Right, made the offending blog post a normal page and the site builds fine. Also changed the text to something with German ÄÖÜ and this causes a different error:

Traceback (most recent call last):
  File "C:\Users\Alex Voss\src\mkdocs-material\reproduce\accent\venv\Lib\site-packages\mkdocs\livereload\__init__.py", line 193, in _build_loop
    func()
  File "C:\Users\Alex Voss\src\mkdocs-material\reproduce\accent\venv\Lib\site-packages\mkdocs\commands\serve.py", line 67, in builder
    build(config, live_server=None if is_clean else server, dirty=is_dirty)
  File "C:\Users\Alex Voss\src\mkdocs-material\reproduce\accent\venv\Lib\site-packages\mkdocs\commands\build.py", line 304, in build
    files = config.plugins.on_files(files, config=config)
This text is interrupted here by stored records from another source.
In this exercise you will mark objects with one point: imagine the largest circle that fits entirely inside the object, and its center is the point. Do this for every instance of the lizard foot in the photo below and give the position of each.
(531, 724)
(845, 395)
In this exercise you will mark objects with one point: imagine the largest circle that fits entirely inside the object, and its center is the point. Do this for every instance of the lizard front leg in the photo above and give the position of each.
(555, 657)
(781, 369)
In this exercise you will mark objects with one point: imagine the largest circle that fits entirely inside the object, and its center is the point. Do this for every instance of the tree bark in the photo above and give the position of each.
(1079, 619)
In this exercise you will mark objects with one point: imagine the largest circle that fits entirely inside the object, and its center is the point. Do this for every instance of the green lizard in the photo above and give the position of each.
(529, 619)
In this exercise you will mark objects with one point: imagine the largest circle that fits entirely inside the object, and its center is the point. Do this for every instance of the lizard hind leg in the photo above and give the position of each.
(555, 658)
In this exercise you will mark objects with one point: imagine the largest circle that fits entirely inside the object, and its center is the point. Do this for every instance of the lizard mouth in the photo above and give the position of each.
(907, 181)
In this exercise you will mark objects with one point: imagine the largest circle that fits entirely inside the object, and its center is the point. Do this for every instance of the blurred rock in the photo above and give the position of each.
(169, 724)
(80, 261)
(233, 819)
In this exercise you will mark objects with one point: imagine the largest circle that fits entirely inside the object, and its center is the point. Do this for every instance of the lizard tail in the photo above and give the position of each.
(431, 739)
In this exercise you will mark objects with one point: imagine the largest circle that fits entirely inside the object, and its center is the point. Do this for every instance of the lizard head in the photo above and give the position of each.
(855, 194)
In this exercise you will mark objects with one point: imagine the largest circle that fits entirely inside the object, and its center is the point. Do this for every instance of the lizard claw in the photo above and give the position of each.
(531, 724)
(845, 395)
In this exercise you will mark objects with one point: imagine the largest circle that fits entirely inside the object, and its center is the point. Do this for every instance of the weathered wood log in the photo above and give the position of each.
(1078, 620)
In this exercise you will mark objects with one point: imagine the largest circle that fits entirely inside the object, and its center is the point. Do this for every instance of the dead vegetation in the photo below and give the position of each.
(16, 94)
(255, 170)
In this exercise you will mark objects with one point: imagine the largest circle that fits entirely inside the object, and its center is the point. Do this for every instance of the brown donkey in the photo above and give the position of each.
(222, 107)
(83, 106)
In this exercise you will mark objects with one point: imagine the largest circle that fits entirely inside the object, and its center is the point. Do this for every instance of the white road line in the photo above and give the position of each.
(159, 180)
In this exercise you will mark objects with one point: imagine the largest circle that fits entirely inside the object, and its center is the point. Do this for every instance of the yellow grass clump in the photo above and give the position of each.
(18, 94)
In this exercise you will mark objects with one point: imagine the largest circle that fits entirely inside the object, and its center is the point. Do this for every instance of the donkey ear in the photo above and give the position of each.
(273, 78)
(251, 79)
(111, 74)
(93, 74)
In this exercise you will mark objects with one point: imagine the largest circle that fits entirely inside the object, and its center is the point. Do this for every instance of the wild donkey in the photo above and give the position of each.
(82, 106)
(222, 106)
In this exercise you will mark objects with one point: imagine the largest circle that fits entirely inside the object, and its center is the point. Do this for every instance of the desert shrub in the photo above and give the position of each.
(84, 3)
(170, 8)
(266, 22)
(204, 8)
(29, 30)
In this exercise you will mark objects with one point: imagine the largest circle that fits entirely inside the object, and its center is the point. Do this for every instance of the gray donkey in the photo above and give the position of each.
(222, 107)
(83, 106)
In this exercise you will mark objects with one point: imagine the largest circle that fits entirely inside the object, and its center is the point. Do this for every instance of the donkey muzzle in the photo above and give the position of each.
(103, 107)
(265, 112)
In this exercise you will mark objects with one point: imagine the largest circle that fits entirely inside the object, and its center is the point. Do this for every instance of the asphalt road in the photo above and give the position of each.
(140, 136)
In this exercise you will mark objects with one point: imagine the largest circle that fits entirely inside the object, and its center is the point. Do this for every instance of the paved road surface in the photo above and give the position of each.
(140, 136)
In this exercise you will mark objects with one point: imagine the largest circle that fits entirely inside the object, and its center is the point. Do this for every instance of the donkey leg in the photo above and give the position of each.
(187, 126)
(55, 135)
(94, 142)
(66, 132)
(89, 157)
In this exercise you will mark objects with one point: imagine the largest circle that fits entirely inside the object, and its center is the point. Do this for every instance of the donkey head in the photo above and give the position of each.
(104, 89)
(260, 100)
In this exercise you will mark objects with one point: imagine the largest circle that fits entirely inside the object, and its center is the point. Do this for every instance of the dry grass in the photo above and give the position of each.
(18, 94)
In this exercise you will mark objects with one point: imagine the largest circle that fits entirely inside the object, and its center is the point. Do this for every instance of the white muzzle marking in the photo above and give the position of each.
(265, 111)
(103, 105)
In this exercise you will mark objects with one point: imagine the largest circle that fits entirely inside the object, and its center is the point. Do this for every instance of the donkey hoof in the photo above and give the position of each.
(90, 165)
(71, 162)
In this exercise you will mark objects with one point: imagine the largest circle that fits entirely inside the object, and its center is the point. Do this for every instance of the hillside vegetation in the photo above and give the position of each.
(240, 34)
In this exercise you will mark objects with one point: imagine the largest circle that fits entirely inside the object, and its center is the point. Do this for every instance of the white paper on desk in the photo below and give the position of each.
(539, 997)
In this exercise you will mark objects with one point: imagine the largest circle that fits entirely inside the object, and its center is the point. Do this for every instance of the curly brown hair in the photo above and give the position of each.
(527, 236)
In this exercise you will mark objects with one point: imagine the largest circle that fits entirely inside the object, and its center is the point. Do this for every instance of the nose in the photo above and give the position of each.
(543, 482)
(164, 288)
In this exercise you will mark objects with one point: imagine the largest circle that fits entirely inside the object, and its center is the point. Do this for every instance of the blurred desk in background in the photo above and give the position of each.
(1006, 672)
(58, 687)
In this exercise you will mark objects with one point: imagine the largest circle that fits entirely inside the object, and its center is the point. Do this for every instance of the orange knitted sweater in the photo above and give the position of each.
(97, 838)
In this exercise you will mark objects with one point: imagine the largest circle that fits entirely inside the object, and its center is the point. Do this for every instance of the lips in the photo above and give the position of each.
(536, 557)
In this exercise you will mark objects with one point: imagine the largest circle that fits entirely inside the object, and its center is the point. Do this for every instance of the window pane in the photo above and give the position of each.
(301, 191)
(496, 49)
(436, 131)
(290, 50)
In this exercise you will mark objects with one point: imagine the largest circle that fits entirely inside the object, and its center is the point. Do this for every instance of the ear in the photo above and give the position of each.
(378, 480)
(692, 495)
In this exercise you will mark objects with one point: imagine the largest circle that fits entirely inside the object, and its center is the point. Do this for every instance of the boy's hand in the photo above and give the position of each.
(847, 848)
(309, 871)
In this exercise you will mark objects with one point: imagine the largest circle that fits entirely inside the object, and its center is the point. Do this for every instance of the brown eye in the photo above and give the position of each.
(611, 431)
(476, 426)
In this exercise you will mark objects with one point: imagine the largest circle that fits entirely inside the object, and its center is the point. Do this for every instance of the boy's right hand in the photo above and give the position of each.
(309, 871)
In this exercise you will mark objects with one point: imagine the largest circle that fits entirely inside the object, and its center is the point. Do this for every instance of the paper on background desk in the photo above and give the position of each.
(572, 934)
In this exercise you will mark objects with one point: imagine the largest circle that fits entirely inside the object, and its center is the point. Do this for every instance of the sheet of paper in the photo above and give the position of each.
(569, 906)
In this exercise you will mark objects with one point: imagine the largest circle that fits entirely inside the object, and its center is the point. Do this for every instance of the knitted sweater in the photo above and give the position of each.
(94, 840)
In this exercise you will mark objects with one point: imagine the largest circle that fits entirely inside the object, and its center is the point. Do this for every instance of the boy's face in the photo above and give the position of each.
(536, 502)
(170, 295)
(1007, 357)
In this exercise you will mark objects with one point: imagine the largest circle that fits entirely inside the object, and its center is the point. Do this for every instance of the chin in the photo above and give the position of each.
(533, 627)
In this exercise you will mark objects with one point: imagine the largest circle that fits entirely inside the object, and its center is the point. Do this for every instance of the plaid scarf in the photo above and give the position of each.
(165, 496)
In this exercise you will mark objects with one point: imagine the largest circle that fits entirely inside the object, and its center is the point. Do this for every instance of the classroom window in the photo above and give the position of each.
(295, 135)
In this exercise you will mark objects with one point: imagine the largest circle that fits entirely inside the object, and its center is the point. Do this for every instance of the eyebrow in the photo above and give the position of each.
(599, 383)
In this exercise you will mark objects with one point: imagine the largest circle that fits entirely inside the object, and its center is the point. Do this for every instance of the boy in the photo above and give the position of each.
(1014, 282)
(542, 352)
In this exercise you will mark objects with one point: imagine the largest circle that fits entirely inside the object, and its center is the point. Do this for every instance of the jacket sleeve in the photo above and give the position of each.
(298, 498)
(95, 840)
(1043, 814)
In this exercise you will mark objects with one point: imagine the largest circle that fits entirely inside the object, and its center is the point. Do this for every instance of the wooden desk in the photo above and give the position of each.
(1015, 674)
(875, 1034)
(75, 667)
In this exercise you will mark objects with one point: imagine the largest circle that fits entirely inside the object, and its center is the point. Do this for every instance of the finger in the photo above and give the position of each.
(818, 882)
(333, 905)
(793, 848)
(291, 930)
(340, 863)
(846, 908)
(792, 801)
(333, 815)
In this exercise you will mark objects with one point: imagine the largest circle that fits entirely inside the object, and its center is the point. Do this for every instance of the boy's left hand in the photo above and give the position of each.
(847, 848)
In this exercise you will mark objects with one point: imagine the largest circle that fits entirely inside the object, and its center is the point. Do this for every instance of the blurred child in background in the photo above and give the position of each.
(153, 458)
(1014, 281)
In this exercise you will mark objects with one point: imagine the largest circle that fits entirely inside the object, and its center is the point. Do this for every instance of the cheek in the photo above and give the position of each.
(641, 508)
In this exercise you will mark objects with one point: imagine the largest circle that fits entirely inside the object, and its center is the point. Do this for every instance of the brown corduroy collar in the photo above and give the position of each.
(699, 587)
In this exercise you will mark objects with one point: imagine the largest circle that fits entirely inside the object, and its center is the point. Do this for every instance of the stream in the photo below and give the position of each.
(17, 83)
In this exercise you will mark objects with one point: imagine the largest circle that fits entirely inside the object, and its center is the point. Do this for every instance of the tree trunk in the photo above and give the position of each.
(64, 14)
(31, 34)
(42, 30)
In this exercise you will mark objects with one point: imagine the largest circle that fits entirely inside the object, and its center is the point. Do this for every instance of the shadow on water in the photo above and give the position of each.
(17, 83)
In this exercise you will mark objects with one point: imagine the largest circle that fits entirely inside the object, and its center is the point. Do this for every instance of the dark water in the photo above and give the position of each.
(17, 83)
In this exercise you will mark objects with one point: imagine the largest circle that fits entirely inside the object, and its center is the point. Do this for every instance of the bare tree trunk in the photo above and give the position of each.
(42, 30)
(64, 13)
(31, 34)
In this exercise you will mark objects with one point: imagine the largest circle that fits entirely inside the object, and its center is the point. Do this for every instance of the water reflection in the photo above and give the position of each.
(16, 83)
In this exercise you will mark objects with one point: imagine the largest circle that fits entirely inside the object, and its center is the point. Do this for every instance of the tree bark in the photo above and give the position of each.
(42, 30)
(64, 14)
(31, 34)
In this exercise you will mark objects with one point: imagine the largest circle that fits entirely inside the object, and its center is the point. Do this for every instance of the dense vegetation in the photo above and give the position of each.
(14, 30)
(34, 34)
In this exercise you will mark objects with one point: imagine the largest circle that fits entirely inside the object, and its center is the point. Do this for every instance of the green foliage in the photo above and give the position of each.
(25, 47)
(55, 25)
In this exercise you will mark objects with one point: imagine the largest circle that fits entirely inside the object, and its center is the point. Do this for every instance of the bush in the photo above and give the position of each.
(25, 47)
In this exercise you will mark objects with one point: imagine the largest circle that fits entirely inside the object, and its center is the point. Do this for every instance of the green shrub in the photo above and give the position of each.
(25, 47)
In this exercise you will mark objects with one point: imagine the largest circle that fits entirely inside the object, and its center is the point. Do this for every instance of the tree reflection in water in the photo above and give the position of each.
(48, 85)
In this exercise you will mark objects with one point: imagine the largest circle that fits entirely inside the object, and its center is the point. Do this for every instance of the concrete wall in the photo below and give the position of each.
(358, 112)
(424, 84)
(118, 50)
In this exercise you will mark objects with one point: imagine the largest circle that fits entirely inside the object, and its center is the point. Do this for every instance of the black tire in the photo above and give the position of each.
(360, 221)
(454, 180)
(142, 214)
            ^^^^^^^^^^^^^^^^^^^^^^^^^^^^^^^^^^^^^^^^^^^^^
  File "C:\Users\Alex Voss\src\mkdocs-material\reproduce\accent\venv\Lib\site-packages\mkdocs\plugins.py", line 533, in on_files
    return self.run_event('files', files, config=config)
           ^^^^^^^^^^^^^^^^^^^^^^^^^^^^^^^^^^^^^^^^^^^^^
  File "C:\Users\Alex Voss\src\mkdocs-material\reproduce\accent\venv\Lib\site-packages\mkdocs\plugins.py", line 507, in run_event
    result = method(item, **kwargs)
             ^^^^^^^^^^^^^^^^^^^^^^
  File "C:\Users\Alex Voss\src\mkdocs-material\reproduce\accent\venv\Lib\site-packages\material\plugins\blog\plugin.py", line 145, in on_files
    self.blog.views.extend(views)
  File "C:\Users\Alex Voss\src\mkdocs-material\reproduce\accent\venv\Lib\site-packages\material\plugins\blog\plugin.py", line 603, in _generate_categories
    self._save_to_file(file.abs_src_path, f"# {name}")
  File "C:\Users\Alex Voss\src\mkdocs-material\reproduce\accent\venv\Lib\site-packages\material\plugins\blog\plugin.py", line 876, in _save_to_file
    f.write(content)
  File "C:\Program Files\WindowsApps\PythonSoftwareFoundation.Python.3.11_3.11.1520.0_x64__qbz5n2kfra8p0\Lib\encodings\cp1252.py", line 19, in encode
    return codecs.charmap_encode(input,self.errors,encoding_table)[0]
           ^^^^^^^^^^^^^^^^^^^^^^^^^^^^^^^^^^^^^^^^^^^^^^^^^^^^^^^
UnicodeEncodeError: 'charmap' codec can't encode characters in position 3-4: character maps to <undefined>

I will see that I set up a development environment on Windows so I can have a look.